Colin Allred (259043)

The Democratic Congressional Campaign Committee (DCCC) added nine more candidates to its “Red to Blue” program on Thursday, including the first two Black candidates this cycle to receive the designation highlighting the party’s top House candidates. Thus far the majority of candidates highlighted by the program — which gives candidates fundraising and organizational support in their midterm campaigns — have been women. The DCCC has faced criticism in recent months for not having any Black candidates on the list. Buzzfeed reported in February that the Collective PAC, a group that supports Black congressional candidates, sent the DCCC a letter outlining frustration with the lack of any Black candidates on the “Red to Blue” list.

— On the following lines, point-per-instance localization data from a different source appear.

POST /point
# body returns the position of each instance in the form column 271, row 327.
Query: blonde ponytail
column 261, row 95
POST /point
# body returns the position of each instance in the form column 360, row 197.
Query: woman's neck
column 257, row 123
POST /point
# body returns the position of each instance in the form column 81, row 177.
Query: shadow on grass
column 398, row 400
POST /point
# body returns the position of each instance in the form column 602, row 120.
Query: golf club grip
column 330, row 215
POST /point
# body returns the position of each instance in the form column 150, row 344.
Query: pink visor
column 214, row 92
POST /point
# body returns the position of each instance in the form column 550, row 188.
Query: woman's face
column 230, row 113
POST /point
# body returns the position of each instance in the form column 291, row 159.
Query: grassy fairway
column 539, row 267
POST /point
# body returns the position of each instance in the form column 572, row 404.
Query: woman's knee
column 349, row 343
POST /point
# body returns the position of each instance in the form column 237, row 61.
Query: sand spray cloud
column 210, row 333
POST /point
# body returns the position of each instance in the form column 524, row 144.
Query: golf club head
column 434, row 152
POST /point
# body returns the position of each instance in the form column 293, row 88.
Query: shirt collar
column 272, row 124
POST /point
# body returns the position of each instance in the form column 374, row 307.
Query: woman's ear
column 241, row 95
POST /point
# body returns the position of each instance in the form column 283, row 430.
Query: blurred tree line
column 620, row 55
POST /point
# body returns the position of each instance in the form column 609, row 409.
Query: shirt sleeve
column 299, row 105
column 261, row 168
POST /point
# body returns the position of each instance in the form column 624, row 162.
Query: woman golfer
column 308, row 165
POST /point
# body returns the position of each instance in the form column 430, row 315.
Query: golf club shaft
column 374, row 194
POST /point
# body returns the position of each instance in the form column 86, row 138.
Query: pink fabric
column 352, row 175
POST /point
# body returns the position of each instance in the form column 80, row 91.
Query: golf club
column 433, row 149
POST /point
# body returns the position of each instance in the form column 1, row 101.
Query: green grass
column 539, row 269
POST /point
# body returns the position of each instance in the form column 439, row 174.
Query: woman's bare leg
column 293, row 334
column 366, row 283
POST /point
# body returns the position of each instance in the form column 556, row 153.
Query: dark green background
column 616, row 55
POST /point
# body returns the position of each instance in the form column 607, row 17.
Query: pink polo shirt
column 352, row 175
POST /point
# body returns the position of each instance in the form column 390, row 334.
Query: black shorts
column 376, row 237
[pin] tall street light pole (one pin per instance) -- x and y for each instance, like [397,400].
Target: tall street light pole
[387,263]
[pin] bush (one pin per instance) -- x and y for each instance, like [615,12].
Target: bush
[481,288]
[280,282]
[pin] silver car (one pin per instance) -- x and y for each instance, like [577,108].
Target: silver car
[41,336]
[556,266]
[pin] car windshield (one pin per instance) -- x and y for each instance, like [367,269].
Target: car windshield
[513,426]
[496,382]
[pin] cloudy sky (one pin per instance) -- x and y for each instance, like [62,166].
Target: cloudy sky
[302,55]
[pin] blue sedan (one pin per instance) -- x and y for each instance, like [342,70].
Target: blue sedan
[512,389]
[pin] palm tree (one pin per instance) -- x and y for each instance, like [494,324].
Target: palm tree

The two Black candidates whose additions were announced Thursday are Texas’s Colin Allred and Illinois’s Lauren Underwood. Quentin James, the Collective PAC’s executive director, applauded the additions in a statement Thursday as an “important step in the right direction. We are excited our efforts to ensure the DCCC uplifts, highlights and prioritizes black candidates are achieving results,” he said. “Black candidates have just as much talent, fundraising capability and viability as other candidates and they’ve not only earned but deserve national party support. With more black candidates running for Congress than ever in U.S. history this year, it is critically important that we elect a more diverse and reflective Congress in 2018.” The designation is not an endorsement, but an indication that candidates have met certain thresholds about the health of their campaign organization and fundraising operation. Even so, it’s a coveted selection because the DCCC gives these candidates additional resources as they build out a campaign they hope will unseat a Republican incumbent. Allred and Gina Ortiz-Jones, another add to the Red to Blue list on Thursday, have advanced to runoffs in Texas primaries. Allred also finished first in his primary race but could not avoid a runoff. The former professional football player and member of the Obama administration’s Department of Housing and Urban Development is up against another former Obama administration official, Lilian Salerno, for the right to take on Rep. Pete Sessions (R-Texas) in a district that Democratic presidential nominee Hillary Clinton won in 2016, but one where Sessions remains the clear favorite.